Dans un accélérateur graphique, un kernel correspond à un jeu d’instruction à exécuter pour effectuer des calculs ou déplacer des données. Or, par défaut, les opérations sont séparées, ce qui implique de développer et lancer plusieurs kernels CUDA, qui écrivent des résultats intermédiaires en mémoire.

Les kernels CUDA fusionnés « remplacent principalement les multiples calculs discrets et les mouvements de données vers/depuis la mémoire par des calculs fusionnés qui limitent ces mouvements », indique Stas Bekman. « En outre, certains kernels fusionnés réécrivent les fonctions mathématiques afin que certains groupes de calculs puissent être exécutés plus rapidement ».

En l’occurrence les kernels fusionnés présents dans le framework Megatron-LM sont utilisés pour résoudre des opérations habituellement gourmandes en VRAM.

Outre la disponibilité du code du mégamodèle sur la plateforme Hugginface, il est possible d’inférer BLOOM depuis une API. Le modèle adapté avec la librairie FLAX est alors exécuté depuis des instances TPU sur Google Cloud.

BigScience prévoit déjà d’optimiser les performances du modèle, d’ajouter d’autres langages et d’en réduire la taille.

Éthique, ouvert, transparent, mais pas open source

Hormis cette volonté de généraliser l’entraînement à 59 langues et langages de programmation, BLOOM ne se différencie pas réellement par les techniques d’apprentissage et d’entraînement utilisées. Les chercheurs ont compilé les avancées cumulées ces cinq dernières années pour concocter un mégamodèle correspondant à l’état de l’art de la recherche.

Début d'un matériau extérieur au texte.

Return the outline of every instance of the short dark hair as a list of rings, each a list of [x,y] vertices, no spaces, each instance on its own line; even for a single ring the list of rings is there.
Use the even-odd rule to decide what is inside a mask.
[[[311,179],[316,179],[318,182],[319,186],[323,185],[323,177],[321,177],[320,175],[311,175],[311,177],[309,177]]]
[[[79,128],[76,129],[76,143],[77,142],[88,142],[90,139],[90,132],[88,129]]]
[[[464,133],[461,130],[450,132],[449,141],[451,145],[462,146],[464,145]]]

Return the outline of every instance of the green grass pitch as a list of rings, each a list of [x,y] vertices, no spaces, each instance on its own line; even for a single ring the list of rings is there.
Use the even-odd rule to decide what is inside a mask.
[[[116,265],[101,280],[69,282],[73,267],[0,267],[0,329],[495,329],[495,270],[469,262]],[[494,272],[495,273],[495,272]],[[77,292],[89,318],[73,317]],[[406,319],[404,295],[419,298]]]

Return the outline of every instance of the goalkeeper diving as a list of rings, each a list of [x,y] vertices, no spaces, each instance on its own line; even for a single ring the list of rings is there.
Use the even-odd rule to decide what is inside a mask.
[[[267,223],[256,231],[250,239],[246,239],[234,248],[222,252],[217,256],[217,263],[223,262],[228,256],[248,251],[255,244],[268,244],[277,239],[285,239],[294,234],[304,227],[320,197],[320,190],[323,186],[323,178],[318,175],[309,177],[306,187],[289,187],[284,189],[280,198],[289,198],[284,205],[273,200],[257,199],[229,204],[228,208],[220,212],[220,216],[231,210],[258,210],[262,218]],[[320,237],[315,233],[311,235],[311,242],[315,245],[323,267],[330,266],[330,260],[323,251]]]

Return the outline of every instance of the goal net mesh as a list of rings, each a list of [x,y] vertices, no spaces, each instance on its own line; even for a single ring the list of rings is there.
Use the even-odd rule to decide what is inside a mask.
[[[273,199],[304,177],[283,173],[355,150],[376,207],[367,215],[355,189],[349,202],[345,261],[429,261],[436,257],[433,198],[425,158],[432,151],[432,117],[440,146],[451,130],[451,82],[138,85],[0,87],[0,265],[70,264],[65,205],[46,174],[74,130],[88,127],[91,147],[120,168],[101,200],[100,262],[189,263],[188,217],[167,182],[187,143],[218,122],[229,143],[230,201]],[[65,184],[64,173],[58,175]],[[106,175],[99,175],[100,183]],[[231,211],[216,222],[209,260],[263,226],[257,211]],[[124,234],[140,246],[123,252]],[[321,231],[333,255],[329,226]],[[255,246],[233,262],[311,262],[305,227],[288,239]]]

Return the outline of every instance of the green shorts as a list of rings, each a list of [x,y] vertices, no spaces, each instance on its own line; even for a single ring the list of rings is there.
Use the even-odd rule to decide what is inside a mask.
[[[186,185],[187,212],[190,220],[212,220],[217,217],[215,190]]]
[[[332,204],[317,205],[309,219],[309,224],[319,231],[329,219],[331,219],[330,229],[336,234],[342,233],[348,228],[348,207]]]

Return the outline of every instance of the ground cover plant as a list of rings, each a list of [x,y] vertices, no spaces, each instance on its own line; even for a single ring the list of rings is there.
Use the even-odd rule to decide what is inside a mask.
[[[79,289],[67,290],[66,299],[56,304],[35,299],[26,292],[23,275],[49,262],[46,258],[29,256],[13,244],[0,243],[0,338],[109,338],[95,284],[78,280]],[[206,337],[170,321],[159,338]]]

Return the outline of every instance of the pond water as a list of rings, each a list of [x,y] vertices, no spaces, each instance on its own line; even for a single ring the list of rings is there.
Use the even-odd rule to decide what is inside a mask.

BigScience différencie surtout son projet par une volonté de transparence. Une notion que les grands noms du domaine, dont OpenAI, Google et Microsoft, ne portent pas forcément en bannière. Il suffit de constater le nombre d’informations disponibles depuis la page Web d’Hugginface pour s’en convaincre. Le groupe de chercheurs s’est aussi penché sur les questions d’explicabilité, d’éthiques, d’inclusivité et d’anticipation des réglementations appliquées à l’intelligence artificielle.

BigScience est donc ouvert, mais réclame un examen juridique avant tout usage commercial ou gouvernemental.

En conséquence, les protagonistes impliqués dans ce projet n’ont pas choisi d’y apposer une licence open source. Ils ont anticipé les éventuelles utilisations malveillantes d’un tel mégamodèle et ont pris le parti de développer leur propre licence. Dérivée d’Apache 2.0, cette dernière nommée Responsable AI License (RAI) inclut un ensemble de restrictions. Les auteurs veulent éviter que BLOOM servent à nuire, discriminer, harceler autrui ou à commettre des délits.

Aussi RAI doit empêcher l’emploi du mégamodèle pour l’automatisation des décisions, la classification des citoyens, la prédiction des délits, ou encore l’interprétation de résultats médicaux.

La licence de BLOOM ne respecte donc pas la définition de l’open source maintenue par l’Open Source Initiative. Si la définition de l’OSI interdit toute discrimination contre des personnes ou des groupes, elle exclut également toute discrimination contre des utilisations spécifiques. BigScience est donc ouvert, mais réclame un examen juridique avant tout usage commercial ou gouvernemental.

Un tel modèle peut toutefois servir pour des tâches de traduction et de génération de réponses automatiques, de complétion de phrases ou de code, ou encore produire des résumés de livres. Pour l’instant, les responsables du CNRS et les autres membres de BigScience considèrent BLOOM comme un objet de recherche.